13/01/2015: Tongue Twisters A to M
Today’s creation is a series of tongue twisters, one each for the first 13 letters of the alphabet:
Adam the artistically accomplished ant acquiesced and ate an entire artichoke after an appetiser of apples and an amontillado aperitif. An ambulance was appropriately asked for.
Barnaby Butterfly brought the bain-marie he bought to Barnstable, before baking bananas behind brick built building’s bins by the back door.
Caspar the caterpillar called on Colin Carrot where he casually commented that cooked cabbage and Cheshire cheese made choicer chewing than chocolate canoes.
Dark days descended dampening David’s disposition. Discouraged, he dialled Dennis who disclosed a deluge of drollery, which displaced David’s dismay with delighted dancing and debonaire ditties.
Eric E. Elephant exerted every effort everyday to eat entire expanses of elderberries, even enforcing earwigs to evaluate the economics of eating endless eggplants.
Freddie, a fireman from Framlingham, failed to find forty fish for Friar Finley’s fiftieth festival of his final ferret’s first furlong.

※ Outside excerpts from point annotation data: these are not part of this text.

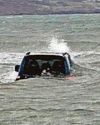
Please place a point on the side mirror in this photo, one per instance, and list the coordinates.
(17, 68)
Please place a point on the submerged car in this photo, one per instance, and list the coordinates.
(44, 64)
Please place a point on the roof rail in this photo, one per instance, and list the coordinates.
(28, 53)
(65, 53)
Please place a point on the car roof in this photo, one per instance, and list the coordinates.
(48, 53)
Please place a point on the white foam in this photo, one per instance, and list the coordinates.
(58, 46)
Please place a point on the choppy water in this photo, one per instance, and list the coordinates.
(46, 101)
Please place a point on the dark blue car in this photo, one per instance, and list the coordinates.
(44, 64)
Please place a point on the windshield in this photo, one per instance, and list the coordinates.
(36, 64)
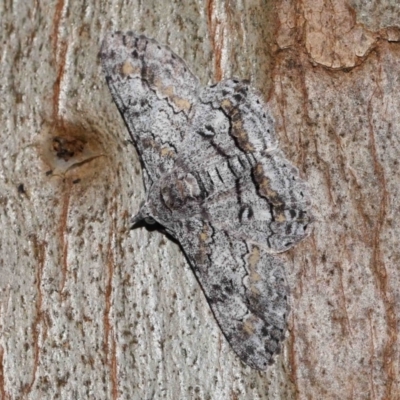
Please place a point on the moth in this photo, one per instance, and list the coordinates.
(217, 182)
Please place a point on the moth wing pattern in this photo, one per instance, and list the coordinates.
(245, 287)
(246, 185)
(216, 181)
(154, 92)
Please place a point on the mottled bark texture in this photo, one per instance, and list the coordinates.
(90, 310)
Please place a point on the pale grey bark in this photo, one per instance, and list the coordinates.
(91, 310)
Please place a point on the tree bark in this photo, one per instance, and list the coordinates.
(92, 310)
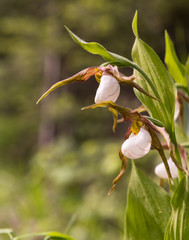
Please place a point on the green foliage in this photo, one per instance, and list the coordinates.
(175, 67)
(148, 208)
(149, 61)
(178, 225)
(46, 235)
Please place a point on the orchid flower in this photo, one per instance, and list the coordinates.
(108, 90)
(109, 78)
(177, 110)
(136, 146)
(161, 172)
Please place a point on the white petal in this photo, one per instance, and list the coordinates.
(137, 146)
(177, 110)
(161, 172)
(108, 89)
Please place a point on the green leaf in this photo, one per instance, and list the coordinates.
(148, 60)
(112, 58)
(47, 235)
(155, 121)
(178, 225)
(187, 69)
(148, 208)
(175, 67)
(57, 236)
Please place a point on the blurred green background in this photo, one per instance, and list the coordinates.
(57, 162)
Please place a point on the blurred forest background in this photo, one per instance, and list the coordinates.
(57, 162)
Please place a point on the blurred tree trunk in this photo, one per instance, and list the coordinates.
(51, 75)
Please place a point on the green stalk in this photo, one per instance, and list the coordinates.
(177, 156)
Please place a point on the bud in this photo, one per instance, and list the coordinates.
(108, 89)
(137, 146)
(161, 172)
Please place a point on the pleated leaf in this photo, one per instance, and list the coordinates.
(148, 208)
(148, 60)
(175, 67)
(178, 225)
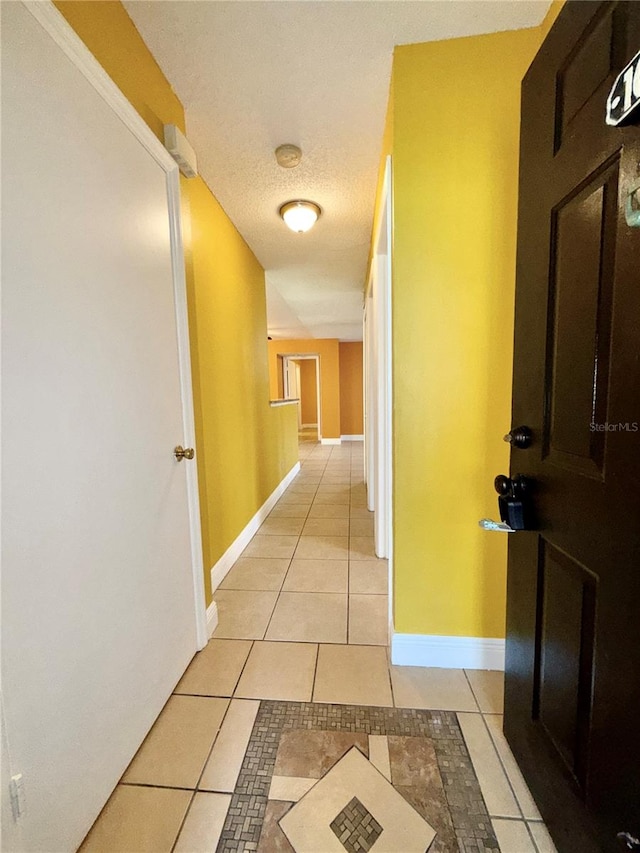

Goats called Gertrude, Gervais and Germaine are great guzzlers of gooseberries. Gorged upon when still growing, gout will generally greet grassland goats and generate greatly gurning grimaces.
Having held harpsichord hammers, holding a harmonium, harp or helicon is harder.
Insects investigating incendiaries inevitably invariably indicate iguanas.
Jumping and jiving jaguars jostle in jabbering jazz joints, whilst judging jackals who joy in jolly jellies and juicy jams.
Kerry the kindly kangaroo was known to keep a koala’s knockwurst in his kennel.
Little old ladies wearing lycra love to leave lemon, lime and lavender lozenges in lavatories.
Marcy the mancunian mouse mostly made marmite and monkfish muesli, whilst meditating on the meaning of mesmerising miasma of misplaced mildew.